Thru the Lenz: Participatory Action Research, Photography, and Creative Process in an Urban High School
Goessling, K., & Doyle, C. (2009). Thru the Lenz: Participatory Action Research, Photography, and Creative Process in an Urban High School. Journal of Creativity in Mental Health, 4(4), 343-365.
This study describes a youth photography project, Thru the Lenz, conducted at an urban high school in Portland, Oregon. Using Photovoice, a community photography approach that is a form of Participant Action Research, the project engaged a group of nine high school students who were members of an at-risk student intervention program (the Small Schools Initiative). Facilitated by psychology and counseling graduate students, student participants were asked to use photography to document their community in order to teach the facilitators about their daily lives. The facilitators guided students through photography education, photo sharing, and discussion. Throughout the program the youth were empowered as experts, exhibited positive relationship-building skills, and cultivated increased agency in their community as they documented and reflected on their lives. The study uses qualitative methods of data collection to create a case study.

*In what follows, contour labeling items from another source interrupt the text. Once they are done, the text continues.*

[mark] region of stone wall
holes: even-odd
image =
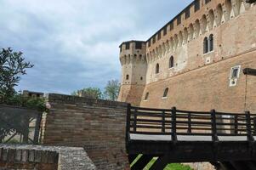
[[[0,144],[0,169],[95,170],[82,148]]]
[[[256,77],[244,76],[242,69],[256,68],[256,51],[248,52],[221,62],[169,77],[146,86],[144,94],[150,93],[147,101],[140,106],[179,110],[256,112]],[[241,65],[236,86],[230,87],[230,68]],[[168,98],[163,91],[169,88]],[[247,88],[247,92],[246,92]],[[245,105],[246,104],[246,105]]]
[[[48,94],[43,144],[83,147],[98,169],[128,169],[127,104]]]

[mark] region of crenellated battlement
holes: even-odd
[[[228,99],[244,94],[240,70],[255,67],[255,4],[195,0],[146,42],[122,42],[118,100],[147,107],[242,110],[244,96],[236,106]],[[212,99],[213,94],[219,99]]]
[[[146,62],[145,42],[142,41],[129,41],[124,42],[120,46],[120,62],[121,65],[128,65],[131,63]]]
[[[199,9],[196,9],[196,2],[199,2]],[[151,63],[168,52],[175,52],[253,5],[245,0],[212,0],[207,3],[205,0],[194,1],[146,41],[147,61]]]

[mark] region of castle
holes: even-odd
[[[118,100],[154,108],[256,112],[256,5],[195,0],[147,41],[120,45]]]

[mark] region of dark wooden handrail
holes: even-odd
[[[171,135],[245,136],[253,141],[256,134],[256,115],[250,112],[225,113],[212,110],[191,111],[172,109],[140,108],[128,105],[127,133]]]

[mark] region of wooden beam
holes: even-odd
[[[151,167],[150,170],[160,170],[164,169],[164,167],[168,164],[166,156],[159,156],[155,163]]]
[[[131,170],[140,170],[143,169],[153,158],[152,156],[143,155],[131,167]]]
[[[256,76],[256,69],[245,68],[242,71],[245,75]]]

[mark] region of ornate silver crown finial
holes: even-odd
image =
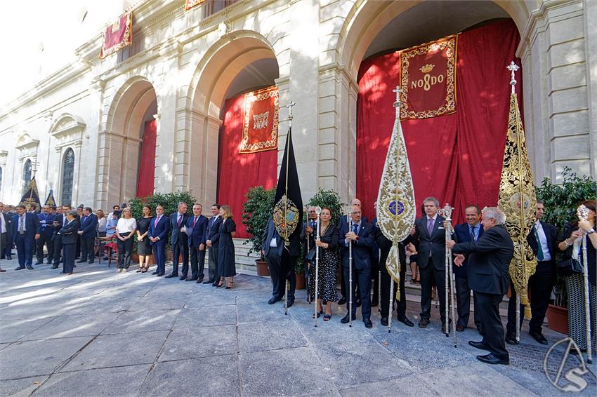
[[[393,93],[396,93],[396,101],[394,102],[394,107],[400,107],[402,106],[402,102],[400,102],[400,93],[404,91],[402,88],[400,88],[400,86],[396,86],[396,88],[392,90]]]
[[[516,79],[514,78],[514,74],[518,70],[520,67],[514,63],[514,61],[510,62],[510,65],[506,67],[506,69],[510,71],[510,85],[512,86],[512,93],[514,93],[514,86],[516,86]]]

Art was a uniting interest for participants and facilitators. The students in the project did not have access to the arts in their school, but were enthusiastic in learning about photography. Through the photography project, students developed a heightened awareness of the strengths and weaknesses of their community as they explored and shared images. They began to take an interest in changing outside perceptions about their city as well as improving their environment. The project provided a forum to discuss cultural practices and beliefs. Another key aspect of the project was relationships (with facilitators, with friends, with families). Students found solidarity in their desire to be at school rather than home and although there were comparatively few photographs of families, this was the most significant theme for participants. Photographs of friends were also a prominent theme and central to discussions, images, and the process of the work.